A recent study used a cross-sectional analysis of a large cohort of patients with atrial fibrillation (AF) to investigate the relationship between chronic obstructive pulmonary disease (COPD) and AF to identify mediators of increased vascular risk; they found that the risk of cardiovascular complications is higher for patients with AF who also have COPD than it is for patients without COPD.

Atrial fibrillation (AF) is among the most commonly observed extrapulmonary manifestations of chronic obstructive pulmonary disease (COPD), and AF significantly impacts the risk of cardiovascular morbidity and mortality in patients with COPD, though the mechanisms underlying increased risk of vascular events and death associated with COPD and AF are not entirely understood.

One recent study used a cross-sectional analysis of a large cohort of patients with AF to investigate the relationship between COPD and AF, and to identify mediators of increased vascular risk; they found that the risk of cardiovascular complications is higher for patients with AF who also have COPD than it is for patients without COPD.

The study relied on data from the Umbria Atrial Fibrillation Registry, which includes patients with AF from 22 centers in Italy. In total, 2159 patients were included, and 15.6% of them had COPD as well as AF. Patients who had COPD along with AF were more likely to have obesity and to be current smokers. Other cardiovascular risk factors, such as diabetes and chronic kidney disease, as well as peripheral artery disease and subclinical atherosclerosis, were also more prevalent in patients with COPD.

Those who had COPD also had a higher prevalence of previous acute coronary syndrome, stroke/transient ischemic attack, and heart failure. Most notably, those with COPD had a much higher frequency of heart failure requiring hospitalization than those without COPD (40.9% versus 17.4%; P =.0001).

Also of note was the fact that 24.0% of patients with COPD had a history of anemia, versus 14.0% for those without COPD. Thromboembolic and bleeding risks were also higher in the COPD group.

Finally, patients with COPD were also more likely to have left ventricular hypertrophy than those without COPD (P = .018).

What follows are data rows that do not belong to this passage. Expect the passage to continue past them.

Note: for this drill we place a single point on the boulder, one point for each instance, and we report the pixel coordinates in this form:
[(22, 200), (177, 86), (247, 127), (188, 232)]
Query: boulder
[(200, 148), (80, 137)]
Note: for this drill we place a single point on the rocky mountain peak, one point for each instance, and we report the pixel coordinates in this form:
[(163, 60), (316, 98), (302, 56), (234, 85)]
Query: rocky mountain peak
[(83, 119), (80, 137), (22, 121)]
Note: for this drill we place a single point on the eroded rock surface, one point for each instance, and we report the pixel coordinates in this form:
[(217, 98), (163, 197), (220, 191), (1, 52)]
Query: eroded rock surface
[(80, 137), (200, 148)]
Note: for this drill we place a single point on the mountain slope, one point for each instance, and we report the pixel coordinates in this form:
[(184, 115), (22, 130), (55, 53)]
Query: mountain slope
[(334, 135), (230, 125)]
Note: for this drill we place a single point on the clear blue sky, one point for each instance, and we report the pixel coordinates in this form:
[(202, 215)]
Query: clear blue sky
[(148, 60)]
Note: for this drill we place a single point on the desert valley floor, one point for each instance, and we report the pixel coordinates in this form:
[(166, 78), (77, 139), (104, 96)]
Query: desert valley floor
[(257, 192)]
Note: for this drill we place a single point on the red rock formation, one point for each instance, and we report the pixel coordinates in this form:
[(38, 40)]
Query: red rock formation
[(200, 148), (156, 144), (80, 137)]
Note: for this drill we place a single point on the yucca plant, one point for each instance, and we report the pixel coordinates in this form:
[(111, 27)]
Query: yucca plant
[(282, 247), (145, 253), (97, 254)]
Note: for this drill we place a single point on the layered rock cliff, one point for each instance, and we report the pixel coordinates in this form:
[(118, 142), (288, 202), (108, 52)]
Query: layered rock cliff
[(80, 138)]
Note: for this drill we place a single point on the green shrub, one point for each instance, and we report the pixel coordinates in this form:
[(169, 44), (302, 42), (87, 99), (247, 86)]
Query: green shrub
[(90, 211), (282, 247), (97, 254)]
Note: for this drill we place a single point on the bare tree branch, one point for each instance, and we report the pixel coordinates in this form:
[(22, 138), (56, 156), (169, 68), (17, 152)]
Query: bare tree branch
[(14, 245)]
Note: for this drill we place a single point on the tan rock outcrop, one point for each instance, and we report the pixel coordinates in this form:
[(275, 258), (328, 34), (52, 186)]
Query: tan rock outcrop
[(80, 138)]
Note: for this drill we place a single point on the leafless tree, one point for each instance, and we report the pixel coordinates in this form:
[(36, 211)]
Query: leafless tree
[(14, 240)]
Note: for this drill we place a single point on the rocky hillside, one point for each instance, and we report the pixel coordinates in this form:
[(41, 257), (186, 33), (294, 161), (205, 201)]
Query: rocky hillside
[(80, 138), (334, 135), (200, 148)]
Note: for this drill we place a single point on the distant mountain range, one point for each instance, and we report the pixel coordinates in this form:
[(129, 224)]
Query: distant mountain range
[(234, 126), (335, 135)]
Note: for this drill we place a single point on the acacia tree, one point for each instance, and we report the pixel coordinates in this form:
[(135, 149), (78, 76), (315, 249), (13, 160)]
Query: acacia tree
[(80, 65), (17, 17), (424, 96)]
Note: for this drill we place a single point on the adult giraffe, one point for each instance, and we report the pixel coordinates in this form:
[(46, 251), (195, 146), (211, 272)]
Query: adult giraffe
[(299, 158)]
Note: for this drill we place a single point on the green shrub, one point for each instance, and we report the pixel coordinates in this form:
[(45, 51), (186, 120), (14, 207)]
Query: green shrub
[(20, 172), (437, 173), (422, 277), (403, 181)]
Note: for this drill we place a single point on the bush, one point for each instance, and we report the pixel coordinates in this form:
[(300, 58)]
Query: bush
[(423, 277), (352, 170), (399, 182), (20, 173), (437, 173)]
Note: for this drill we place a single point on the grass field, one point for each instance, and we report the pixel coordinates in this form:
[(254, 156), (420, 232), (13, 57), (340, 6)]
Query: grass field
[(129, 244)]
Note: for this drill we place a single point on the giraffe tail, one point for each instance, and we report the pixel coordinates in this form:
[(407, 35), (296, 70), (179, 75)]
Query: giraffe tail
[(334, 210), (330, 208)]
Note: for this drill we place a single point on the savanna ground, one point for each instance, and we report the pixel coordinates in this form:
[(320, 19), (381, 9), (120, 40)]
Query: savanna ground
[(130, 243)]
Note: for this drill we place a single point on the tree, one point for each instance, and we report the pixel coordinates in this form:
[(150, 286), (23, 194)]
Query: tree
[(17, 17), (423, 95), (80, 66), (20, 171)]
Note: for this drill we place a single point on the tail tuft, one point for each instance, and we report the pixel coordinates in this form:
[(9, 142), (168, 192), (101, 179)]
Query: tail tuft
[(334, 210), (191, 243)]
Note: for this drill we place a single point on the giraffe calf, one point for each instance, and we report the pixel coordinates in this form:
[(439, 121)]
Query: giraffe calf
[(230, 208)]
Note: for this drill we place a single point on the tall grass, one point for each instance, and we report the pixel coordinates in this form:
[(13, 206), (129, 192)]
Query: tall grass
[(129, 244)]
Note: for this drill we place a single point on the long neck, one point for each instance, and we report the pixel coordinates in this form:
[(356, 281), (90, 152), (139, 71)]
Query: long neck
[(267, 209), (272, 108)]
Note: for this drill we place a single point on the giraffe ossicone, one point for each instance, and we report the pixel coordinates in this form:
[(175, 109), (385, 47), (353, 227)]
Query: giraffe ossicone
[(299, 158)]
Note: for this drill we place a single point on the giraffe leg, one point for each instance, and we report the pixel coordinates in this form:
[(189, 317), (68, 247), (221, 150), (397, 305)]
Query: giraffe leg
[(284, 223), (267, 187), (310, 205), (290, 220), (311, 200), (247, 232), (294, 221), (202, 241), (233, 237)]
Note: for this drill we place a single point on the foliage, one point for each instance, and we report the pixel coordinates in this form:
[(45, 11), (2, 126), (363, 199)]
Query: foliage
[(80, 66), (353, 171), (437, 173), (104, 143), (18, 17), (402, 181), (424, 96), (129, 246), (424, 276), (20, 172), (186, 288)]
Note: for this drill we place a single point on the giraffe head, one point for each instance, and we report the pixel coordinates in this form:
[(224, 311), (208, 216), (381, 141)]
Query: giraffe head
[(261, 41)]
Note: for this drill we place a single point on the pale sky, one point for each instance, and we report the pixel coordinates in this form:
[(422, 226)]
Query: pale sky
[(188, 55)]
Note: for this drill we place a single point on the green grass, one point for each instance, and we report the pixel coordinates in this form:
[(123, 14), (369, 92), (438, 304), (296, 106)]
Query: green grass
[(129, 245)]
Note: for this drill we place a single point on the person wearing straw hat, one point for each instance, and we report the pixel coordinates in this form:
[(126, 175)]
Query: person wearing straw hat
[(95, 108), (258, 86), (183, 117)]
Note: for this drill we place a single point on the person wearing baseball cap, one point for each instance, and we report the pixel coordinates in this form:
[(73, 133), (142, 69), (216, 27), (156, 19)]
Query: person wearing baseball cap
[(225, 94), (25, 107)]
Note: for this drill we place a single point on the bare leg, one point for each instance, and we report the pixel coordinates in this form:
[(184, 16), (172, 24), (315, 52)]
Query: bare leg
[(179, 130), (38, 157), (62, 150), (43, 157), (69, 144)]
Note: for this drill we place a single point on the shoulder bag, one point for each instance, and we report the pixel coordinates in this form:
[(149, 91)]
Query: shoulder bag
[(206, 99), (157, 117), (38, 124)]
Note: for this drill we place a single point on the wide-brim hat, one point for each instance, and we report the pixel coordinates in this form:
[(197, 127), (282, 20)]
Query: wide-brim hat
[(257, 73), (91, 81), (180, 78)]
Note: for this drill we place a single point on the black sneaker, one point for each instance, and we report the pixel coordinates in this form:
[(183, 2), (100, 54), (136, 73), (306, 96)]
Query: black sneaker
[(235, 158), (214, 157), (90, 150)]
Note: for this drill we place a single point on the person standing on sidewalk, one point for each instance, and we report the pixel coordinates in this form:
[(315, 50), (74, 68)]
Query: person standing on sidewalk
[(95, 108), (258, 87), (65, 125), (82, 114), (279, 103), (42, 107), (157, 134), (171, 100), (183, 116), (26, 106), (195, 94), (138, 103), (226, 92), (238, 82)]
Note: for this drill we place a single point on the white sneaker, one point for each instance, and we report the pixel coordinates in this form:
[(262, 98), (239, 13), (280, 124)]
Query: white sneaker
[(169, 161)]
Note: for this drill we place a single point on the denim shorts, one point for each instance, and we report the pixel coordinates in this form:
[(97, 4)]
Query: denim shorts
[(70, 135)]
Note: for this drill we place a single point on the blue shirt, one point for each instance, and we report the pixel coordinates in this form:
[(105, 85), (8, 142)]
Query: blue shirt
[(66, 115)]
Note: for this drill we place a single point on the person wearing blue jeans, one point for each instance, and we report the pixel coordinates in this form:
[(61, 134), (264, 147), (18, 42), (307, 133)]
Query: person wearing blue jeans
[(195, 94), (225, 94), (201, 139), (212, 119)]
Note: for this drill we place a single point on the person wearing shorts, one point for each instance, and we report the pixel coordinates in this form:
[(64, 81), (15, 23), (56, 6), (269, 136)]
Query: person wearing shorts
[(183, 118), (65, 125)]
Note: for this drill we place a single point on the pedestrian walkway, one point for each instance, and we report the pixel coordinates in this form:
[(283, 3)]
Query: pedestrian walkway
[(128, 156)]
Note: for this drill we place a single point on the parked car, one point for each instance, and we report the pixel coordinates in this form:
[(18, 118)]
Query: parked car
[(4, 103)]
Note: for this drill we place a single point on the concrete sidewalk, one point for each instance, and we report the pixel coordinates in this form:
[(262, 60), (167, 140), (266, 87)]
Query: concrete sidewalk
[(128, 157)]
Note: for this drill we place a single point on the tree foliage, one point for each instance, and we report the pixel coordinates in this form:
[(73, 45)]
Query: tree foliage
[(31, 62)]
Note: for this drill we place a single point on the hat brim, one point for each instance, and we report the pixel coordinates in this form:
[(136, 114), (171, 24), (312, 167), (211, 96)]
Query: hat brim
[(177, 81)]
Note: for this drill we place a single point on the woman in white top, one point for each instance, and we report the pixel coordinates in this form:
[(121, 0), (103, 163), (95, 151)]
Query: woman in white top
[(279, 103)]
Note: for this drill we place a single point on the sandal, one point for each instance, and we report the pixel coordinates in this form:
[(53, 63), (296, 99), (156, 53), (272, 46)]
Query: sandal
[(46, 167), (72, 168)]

“Results of our cross-sectional analysis highlighted the notion that AF patients with COPD have a higher risk of cardio- and cerebrovascular complications than AF patients without this lung disease,” wrote the investigators. The results of the analysis suggest that early intervention for patients with COPD and AF should be implemented as a matter of urgency, they added.

Reference

Angeli F, Reboldi G, Trapasso M, Aita A, Ambrosio G, Verdecchia P. Detrimental impact of chronic obstructive pulmonary disease in atrial fibrillation: new insights from Umbria Atrial Fibrilation Registry. Medicina. 2019;55(7):358. doi: 10.3390/medicina55070358.